The researchers also looked at differences in risk between people with well-controlled diabetes and people with poorly controlled or uncontrolled diabetes. Poorly controlled blood sugar impairs immune responses to viral infections, as well as being associated with other COVID-19 risk factors such as obesity and hypertension.
Poorly controlled or uncontrolled diabetes was associated with a substantially higher risk of death from COVID-19 than controlled diabetes. Whereas people with controlled diabetes had a fourfold greater risk of death compared to people without diabetes (HR 4.65, 95% CI 3.19-6.79) the risk of death was nine times higher in people with poorly controlled diabetes (HR 8.99, 95% CI 6.65-12.14) and 13 times higher in people with uncontrolled diabetes (HR 13.02, 95% CI 10.06-13.87).
Diabetes raised the risk of death more substantially than hypertension (HR 1.46, 95% CI 1.18-1.81) and chronic kidney disease (HR 2.02, 95% CI 1.55-2.62).
People with a previous history of TB had a slightly increased risk of death from COVID-19 (HR 1.41, 95% CI 1.05-1.90). People with active TB were over two-and-a-half times more likely to die of COVID-19 than people without TB (HR 2.58, 95% CI 1.53-4.37).
People with HIV were also at higher risk of dying from COVID-19 (HR 2.75, 95% CI 2.09-3.61) than HIV-negative people, although Dr Davies emphasised the increased risk for people with TB or HIV was much less than for diabetes. Viral suppression made no difference to the risk of death.
"We’re quite reassured that this number is not enormous, but people with HIV need to be on the list of risk groups.”
When the researchers calculated how many deaths would be expected in people with HIV given the age and sex composition of the population living with HIV and compared this figure to the actual number of deaths (the standardised mortality ratio), they found that people with HIV were 2.3 times more likely to have died of COVID-19 (SMR 2.33, 95% CI 1.83-2.91).
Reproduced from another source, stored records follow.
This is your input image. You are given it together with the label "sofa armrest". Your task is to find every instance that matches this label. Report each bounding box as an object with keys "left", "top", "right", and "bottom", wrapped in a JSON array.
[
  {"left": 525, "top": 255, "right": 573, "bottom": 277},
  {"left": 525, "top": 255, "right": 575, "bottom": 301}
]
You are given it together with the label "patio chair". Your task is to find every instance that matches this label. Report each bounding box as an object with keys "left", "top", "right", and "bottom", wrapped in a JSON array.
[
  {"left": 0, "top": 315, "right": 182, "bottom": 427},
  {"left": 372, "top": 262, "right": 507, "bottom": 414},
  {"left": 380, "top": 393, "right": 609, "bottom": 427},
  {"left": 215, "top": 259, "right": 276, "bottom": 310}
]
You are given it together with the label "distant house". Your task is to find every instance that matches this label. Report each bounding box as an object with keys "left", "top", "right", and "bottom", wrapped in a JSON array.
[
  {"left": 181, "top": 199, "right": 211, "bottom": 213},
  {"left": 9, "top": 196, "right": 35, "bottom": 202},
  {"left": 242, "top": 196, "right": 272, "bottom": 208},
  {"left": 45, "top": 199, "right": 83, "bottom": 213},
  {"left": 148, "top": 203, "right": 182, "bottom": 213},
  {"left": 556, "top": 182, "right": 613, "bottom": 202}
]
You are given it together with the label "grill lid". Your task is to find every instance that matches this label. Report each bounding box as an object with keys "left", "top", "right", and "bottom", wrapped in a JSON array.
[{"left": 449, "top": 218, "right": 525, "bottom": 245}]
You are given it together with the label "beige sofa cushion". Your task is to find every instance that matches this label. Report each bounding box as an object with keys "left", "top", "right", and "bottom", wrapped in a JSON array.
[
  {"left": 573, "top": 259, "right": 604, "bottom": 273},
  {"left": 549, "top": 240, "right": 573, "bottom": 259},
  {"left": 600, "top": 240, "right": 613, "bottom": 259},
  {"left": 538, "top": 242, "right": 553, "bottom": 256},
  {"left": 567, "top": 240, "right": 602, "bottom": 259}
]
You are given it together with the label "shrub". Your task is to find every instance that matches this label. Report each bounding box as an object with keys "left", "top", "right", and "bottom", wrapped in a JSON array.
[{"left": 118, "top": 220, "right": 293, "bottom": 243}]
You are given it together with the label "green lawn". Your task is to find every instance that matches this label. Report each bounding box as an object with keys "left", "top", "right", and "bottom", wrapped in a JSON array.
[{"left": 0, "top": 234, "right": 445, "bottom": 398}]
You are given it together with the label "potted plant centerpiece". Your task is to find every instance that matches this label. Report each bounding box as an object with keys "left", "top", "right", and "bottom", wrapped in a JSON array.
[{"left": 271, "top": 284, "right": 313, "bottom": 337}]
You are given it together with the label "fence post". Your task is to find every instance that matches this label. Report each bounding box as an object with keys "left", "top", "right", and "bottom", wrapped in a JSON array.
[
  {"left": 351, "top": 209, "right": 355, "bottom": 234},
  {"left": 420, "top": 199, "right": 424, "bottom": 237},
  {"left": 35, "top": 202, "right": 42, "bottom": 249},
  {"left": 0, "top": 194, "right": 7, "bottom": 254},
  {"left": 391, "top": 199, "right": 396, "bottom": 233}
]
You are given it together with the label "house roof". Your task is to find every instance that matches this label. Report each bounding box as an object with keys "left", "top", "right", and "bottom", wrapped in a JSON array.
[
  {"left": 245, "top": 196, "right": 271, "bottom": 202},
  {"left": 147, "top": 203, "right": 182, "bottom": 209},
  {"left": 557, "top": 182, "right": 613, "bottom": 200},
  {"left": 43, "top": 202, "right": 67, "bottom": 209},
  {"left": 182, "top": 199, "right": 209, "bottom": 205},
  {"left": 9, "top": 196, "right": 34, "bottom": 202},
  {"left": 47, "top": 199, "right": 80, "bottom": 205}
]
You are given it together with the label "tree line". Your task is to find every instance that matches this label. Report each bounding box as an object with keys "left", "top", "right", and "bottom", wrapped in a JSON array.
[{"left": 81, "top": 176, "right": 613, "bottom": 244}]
“Almost all the people with HIV who died had other comorbidities apart from HIV. About half of them were diabetic, about half were hypertensive. The people who are dying with COVID and HIV are not people who have advanced HIV, they’re actually people who have done well enough on their HIV treatment to live long enough to develop these comorbidities,” she said.
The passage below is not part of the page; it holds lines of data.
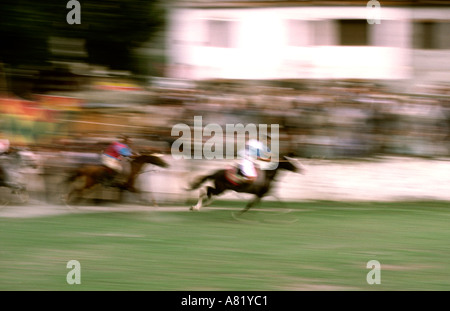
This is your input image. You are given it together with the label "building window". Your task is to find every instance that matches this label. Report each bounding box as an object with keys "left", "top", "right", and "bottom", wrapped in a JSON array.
[
  {"left": 206, "top": 20, "right": 233, "bottom": 48},
  {"left": 287, "top": 19, "right": 307, "bottom": 46},
  {"left": 338, "top": 19, "right": 369, "bottom": 46},
  {"left": 413, "top": 21, "right": 450, "bottom": 49}
]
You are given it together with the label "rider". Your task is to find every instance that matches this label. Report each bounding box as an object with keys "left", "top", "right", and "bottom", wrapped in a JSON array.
[
  {"left": 238, "top": 135, "right": 271, "bottom": 181},
  {"left": 0, "top": 139, "right": 10, "bottom": 155},
  {"left": 101, "top": 135, "right": 133, "bottom": 182}
]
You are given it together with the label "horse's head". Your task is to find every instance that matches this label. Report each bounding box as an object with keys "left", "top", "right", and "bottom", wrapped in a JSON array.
[
  {"left": 133, "top": 154, "right": 169, "bottom": 168},
  {"left": 278, "top": 155, "right": 305, "bottom": 174},
  {"left": 18, "top": 150, "right": 39, "bottom": 168}
]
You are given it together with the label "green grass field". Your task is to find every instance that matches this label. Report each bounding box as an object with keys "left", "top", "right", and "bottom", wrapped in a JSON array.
[{"left": 0, "top": 202, "right": 450, "bottom": 291}]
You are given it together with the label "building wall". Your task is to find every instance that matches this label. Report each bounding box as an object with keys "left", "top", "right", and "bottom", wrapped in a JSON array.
[{"left": 167, "top": 7, "right": 450, "bottom": 83}]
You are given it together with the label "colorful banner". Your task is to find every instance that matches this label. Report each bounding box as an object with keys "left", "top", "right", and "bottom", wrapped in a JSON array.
[{"left": 0, "top": 95, "right": 80, "bottom": 145}]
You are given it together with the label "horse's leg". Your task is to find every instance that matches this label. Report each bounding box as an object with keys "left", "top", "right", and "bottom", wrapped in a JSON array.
[
  {"left": 190, "top": 189, "right": 207, "bottom": 211},
  {"left": 66, "top": 176, "right": 96, "bottom": 204},
  {"left": 239, "top": 196, "right": 261, "bottom": 215}
]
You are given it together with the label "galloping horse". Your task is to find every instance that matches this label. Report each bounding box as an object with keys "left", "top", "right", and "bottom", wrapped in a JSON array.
[
  {"left": 188, "top": 156, "right": 303, "bottom": 214},
  {"left": 64, "top": 154, "right": 169, "bottom": 205},
  {"left": 0, "top": 149, "right": 38, "bottom": 203}
]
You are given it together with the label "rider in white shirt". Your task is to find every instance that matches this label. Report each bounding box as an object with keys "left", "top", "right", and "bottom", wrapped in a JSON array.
[
  {"left": 238, "top": 137, "right": 271, "bottom": 180},
  {"left": 0, "top": 139, "right": 10, "bottom": 155}
]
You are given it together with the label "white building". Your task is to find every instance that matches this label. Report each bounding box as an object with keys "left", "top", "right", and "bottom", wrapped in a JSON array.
[{"left": 167, "top": 1, "right": 450, "bottom": 85}]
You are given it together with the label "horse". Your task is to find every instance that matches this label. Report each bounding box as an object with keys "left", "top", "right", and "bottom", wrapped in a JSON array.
[
  {"left": 187, "top": 156, "right": 304, "bottom": 214},
  {"left": 63, "top": 154, "right": 169, "bottom": 206},
  {"left": 0, "top": 148, "right": 38, "bottom": 203}
]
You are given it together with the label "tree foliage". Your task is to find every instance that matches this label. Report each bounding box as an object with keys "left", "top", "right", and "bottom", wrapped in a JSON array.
[{"left": 0, "top": 0, "right": 165, "bottom": 70}]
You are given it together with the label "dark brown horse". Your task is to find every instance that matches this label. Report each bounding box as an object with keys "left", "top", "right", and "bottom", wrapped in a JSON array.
[
  {"left": 63, "top": 154, "right": 169, "bottom": 205},
  {"left": 188, "top": 156, "right": 304, "bottom": 214}
]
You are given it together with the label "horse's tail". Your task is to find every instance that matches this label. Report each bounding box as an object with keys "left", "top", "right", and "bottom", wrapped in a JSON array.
[{"left": 189, "top": 173, "right": 216, "bottom": 190}]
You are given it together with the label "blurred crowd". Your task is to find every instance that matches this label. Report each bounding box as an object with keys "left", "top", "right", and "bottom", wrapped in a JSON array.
[
  {"left": 2, "top": 77, "right": 450, "bottom": 159},
  {"left": 150, "top": 81, "right": 450, "bottom": 158}
]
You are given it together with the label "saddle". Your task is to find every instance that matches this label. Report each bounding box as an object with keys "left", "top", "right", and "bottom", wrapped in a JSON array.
[{"left": 225, "top": 166, "right": 256, "bottom": 186}]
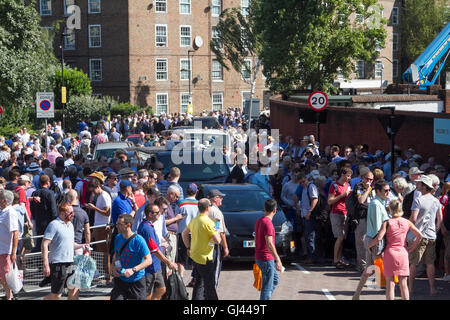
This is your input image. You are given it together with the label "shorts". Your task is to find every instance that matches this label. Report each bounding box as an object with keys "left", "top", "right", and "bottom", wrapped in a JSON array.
[
  {"left": 409, "top": 238, "right": 436, "bottom": 266},
  {"left": 175, "top": 233, "right": 189, "bottom": 267},
  {"left": 145, "top": 269, "right": 166, "bottom": 295},
  {"left": 0, "top": 254, "right": 12, "bottom": 281},
  {"left": 111, "top": 277, "right": 146, "bottom": 300},
  {"left": 443, "top": 232, "right": 450, "bottom": 260},
  {"left": 50, "top": 262, "right": 73, "bottom": 294},
  {"left": 330, "top": 213, "right": 348, "bottom": 239}
]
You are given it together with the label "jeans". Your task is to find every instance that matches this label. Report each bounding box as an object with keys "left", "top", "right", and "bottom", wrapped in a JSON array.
[
  {"left": 302, "top": 218, "right": 316, "bottom": 260},
  {"left": 256, "top": 260, "right": 278, "bottom": 300},
  {"left": 192, "top": 260, "right": 219, "bottom": 300}
]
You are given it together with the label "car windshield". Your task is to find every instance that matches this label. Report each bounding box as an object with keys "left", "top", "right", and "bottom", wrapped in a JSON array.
[
  {"left": 216, "top": 189, "right": 272, "bottom": 212},
  {"left": 158, "top": 153, "right": 230, "bottom": 182}
]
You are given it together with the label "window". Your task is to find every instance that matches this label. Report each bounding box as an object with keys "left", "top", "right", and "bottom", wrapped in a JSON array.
[
  {"left": 180, "top": 26, "right": 192, "bottom": 47},
  {"left": 180, "top": 59, "right": 191, "bottom": 80},
  {"left": 155, "top": 0, "right": 167, "bottom": 13},
  {"left": 392, "top": 7, "right": 398, "bottom": 25},
  {"left": 155, "top": 24, "right": 167, "bottom": 47},
  {"left": 356, "top": 60, "right": 364, "bottom": 79},
  {"left": 88, "top": 0, "right": 101, "bottom": 14},
  {"left": 392, "top": 59, "right": 398, "bottom": 80},
  {"left": 212, "top": 27, "right": 222, "bottom": 47},
  {"left": 64, "top": 28, "right": 75, "bottom": 50},
  {"left": 156, "top": 93, "right": 169, "bottom": 114},
  {"left": 89, "top": 59, "right": 102, "bottom": 81},
  {"left": 40, "top": 0, "right": 52, "bottom": 16},
  {"left": 375, "top": 60, "right": 384, "bottom": 78},
  {"left": 156, "top": 59, "right": 167, "bottom": 81},
  {"left": 241, "top": 60, "right": 252, "bottom": 80},
  {"left": 241, "top": 0, "right": 250, "bottom": 17},
  {"left": 180, "top": 0, "right": 191, "bottom": 14},
  {"left": 392, "top": 33, "right": 398, "bottom": 52},
  {"left": 64, "top": 0, "right": 75, "bottom": 17},
  {"left": 212, "top": 92, "right": 223, "bottom": 111},
  {"left": 89, "top": 24, "right": 102, "bottom": 48},
  {"left": 211, "top": 0, "right": 222, "bottom": 17},
  {"left": 212, "top": 60, "right": 223, "bottom": 81},
  {"left": 180, "top": 92, "right": 191, "bottom": 113}
]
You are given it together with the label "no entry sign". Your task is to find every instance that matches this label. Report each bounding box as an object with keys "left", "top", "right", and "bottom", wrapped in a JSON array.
[
  {"left": 36, "top": 92, "right": 55, "bottom": 118},
  {"left": 308, "top": 91, "right": 328, "bottom": 111}
]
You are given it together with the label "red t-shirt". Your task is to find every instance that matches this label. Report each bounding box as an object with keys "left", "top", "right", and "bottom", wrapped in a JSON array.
[
  {"left": 255, "top": 217, "right": 275, "bottom": 261},
  {"left": 328, "top": 182, "right": 350, "bottom": 216}
]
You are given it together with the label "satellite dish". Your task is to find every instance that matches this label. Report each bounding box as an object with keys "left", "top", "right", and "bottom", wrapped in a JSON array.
[{"left": 194, "top": 36, "right": 203, "bottom": 48}]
“We’re quite reassured that this number is not enormous, but people with HIV need to be on the list of risk groups.”
Davies estimated that around half the deaths from COVID-19 in Western Cape public sector patients are chiefly attributable to diabetes, 19% to hypertension, 12% to HIV, 9% to chronic kidney disease and 2% to current TB. Using the standardised mortality ratio, she said that the proportion of COVID-19 deaths due to HIV in the public and health private sectors may be lower, at around 8%.
Professor Francois Venter, Deputy Executive Director at Wits Reproductive Health Institute, warned that the indirect effects of COVID-19 on health system usage pose serious risks for countries with a high burden of HIV and TB.
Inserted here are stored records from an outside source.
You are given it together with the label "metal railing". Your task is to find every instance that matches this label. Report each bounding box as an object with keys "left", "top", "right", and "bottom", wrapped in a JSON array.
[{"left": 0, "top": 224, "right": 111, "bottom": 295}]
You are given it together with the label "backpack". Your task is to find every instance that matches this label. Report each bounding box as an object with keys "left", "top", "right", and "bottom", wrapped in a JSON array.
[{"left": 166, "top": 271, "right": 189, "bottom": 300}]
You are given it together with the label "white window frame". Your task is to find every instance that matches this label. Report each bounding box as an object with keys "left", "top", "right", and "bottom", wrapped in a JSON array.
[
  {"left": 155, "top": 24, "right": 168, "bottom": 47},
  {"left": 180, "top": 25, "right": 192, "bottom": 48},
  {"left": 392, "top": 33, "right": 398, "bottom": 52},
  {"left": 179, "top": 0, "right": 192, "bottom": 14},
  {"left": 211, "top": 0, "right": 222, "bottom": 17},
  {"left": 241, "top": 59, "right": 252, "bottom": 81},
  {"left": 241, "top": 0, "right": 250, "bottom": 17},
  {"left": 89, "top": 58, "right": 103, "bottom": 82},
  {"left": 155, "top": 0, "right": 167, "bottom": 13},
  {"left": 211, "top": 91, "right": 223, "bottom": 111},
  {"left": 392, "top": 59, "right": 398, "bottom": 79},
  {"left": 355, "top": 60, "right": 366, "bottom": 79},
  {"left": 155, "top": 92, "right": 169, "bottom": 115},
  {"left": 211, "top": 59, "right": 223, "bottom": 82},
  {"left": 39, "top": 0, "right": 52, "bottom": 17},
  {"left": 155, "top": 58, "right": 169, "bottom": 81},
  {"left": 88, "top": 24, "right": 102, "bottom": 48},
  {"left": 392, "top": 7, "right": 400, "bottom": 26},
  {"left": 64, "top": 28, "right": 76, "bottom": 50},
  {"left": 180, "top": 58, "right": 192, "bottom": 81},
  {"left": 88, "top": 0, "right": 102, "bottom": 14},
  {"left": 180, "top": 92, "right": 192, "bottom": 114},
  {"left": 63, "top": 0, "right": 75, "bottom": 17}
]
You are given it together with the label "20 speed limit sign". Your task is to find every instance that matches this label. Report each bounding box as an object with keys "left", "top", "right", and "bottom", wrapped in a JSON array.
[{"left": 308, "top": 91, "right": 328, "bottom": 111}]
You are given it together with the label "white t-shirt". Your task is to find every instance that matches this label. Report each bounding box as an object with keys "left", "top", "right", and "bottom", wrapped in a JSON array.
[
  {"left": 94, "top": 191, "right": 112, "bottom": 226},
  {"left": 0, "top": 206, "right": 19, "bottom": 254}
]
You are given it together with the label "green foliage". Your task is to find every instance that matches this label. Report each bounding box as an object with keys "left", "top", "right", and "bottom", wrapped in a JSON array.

He said that the national laboratory service reported a 10% drop in viral load tests in the public sector and a big fall in TB testing, indicating that people are not attending clinics. People have been afraid to pick up prescriptions, he said, partly because of fear of coronavirus but also because of fear of being arrested during the early stages of lockdown and fear of compulsory quarantine or incarceration if they test positive for coronavirus.
As a result of interruption of care and lack of testing, he expects “a wave of sickness and death in the next six months which is going to be as much of a problem for the health system as coronavirus.”